Rapunzel is a classic, fun a story, but honestly it’s not as good as Tangled. Disney created an entirely new tone for the story with their changes. Tangled’s Rapunzel challenges her kidnapper and goes on an adventure of self discovery. There is no prince. Instead she falls in love with, and saves the life of, a good-hearted thief. When she’s reunited with her mother and father we see that they’ve held out hope for her return for sixteen years. Disney’s story still retains all the beloved elements of the original, but it incorporates them in a richer more thoughtful way.
I think Disney did the same for The Force Awakens. They kept the classic motifs we love about Star Wars. The orphan Rey, with her proclivity for gadgets and dusty brown garb, reminds us of when we met Luke on Tatooine. Han, Rey, and Finn’s visit to a cantina at Takodana conjures memories of strange-faced, clarinet playing aliens in Mos Eisley. There’s probably no need to even mention Han and Kylo’s meeting on the catwalk or Poe’s ace flying at the Starkiller base.

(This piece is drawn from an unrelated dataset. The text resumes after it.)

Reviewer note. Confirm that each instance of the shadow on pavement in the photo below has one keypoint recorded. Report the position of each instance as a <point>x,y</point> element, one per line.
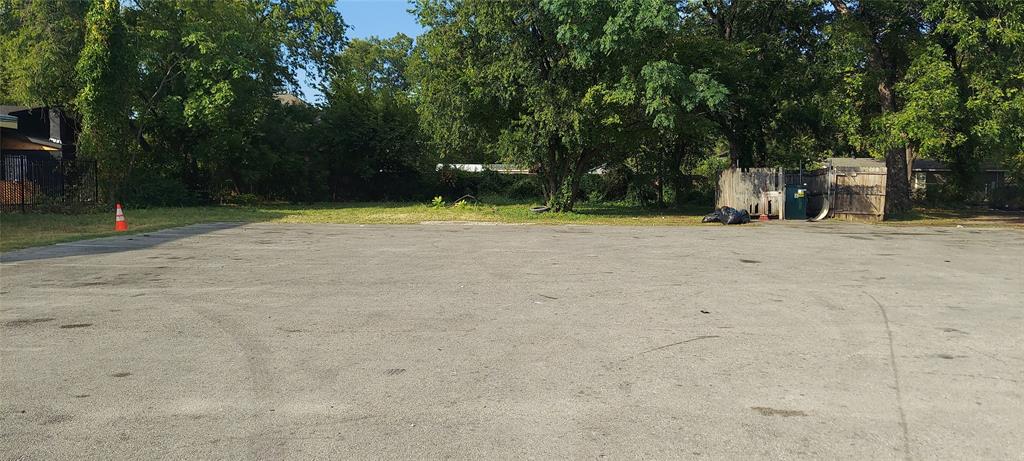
<point>114,244</point>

But Disney introduced thoughtful new twists too, especially with Kylo Ren and Finn. Kylo intentionally evokes the spirit of Darth Vader, but unlike Vader, Ren is plagued with insecurities and self-doubt. The character of Finn humanizes the mindless automaton that was the Storm Trooper. His fear of death and ability to question the morality of his actions brought a complex new element into the robotic role of Storm Trooper. Both characters ask us to look deeper at people we want to disregard as “bad guys”.
This kind of imaginative storytelling is an integral part of what it means to be human. Before we made fire, developed complex language, or organized ourselves into tribes we told stories. Stories are how we remember who we are despite growth and change. They tell us where we’re going and remind us where we’ve been. They told others what mattered to us and what kind of people we were. Stories connect us to our history, to our identity, but most importantly to each other.
Whether it was Cro-magnon tribes, family units, sports teams, or today’s geek clans, stories bind us. Consider why we remember the story of the The American Revolution every year in July or why Great Uncle Bob loves to reminisce at the family reunion. What are your own motivations for sharing stories about Star Wars, comics, cooking, or football with another person? We love to share our stories and passions because we long to be known and to know others. We share our stories to invite that connection. We listen to other’s stories to gain that intimacy. It’s who we are. It’s in our DNA.
Unfortunately what I’ve learned from this experience is that when we’re passionate about something we’re also prone to self-sabatage. Too often we refuse to share our own stories until we’ve vetted the other person’s credentials. Or we refuse to listen to another person’s story because we’ve assumed we already know who they are. Worse yet we become obsessed with protecting our the purity of our own stories from outsiders and rob ourselves of experiencing the benefits they give us. These actions thwart the possibility of the human connections we most desire.
Instead we should throw the gates wide and invite anybody and everybody to love what we love. We should share our stories and passions with anyone, encouraging them to jump into the waters of what we’ve found to be good. We must also kindle a genuine curiosity for the stories and passions of others. Rather than protecting our sacred things we should be actively looking for their reflection in the sacred stories and passions of others. Sharing what we love is the truest form for geekhood, and there’s no better way to awaken the force of humanity in ourselves and others.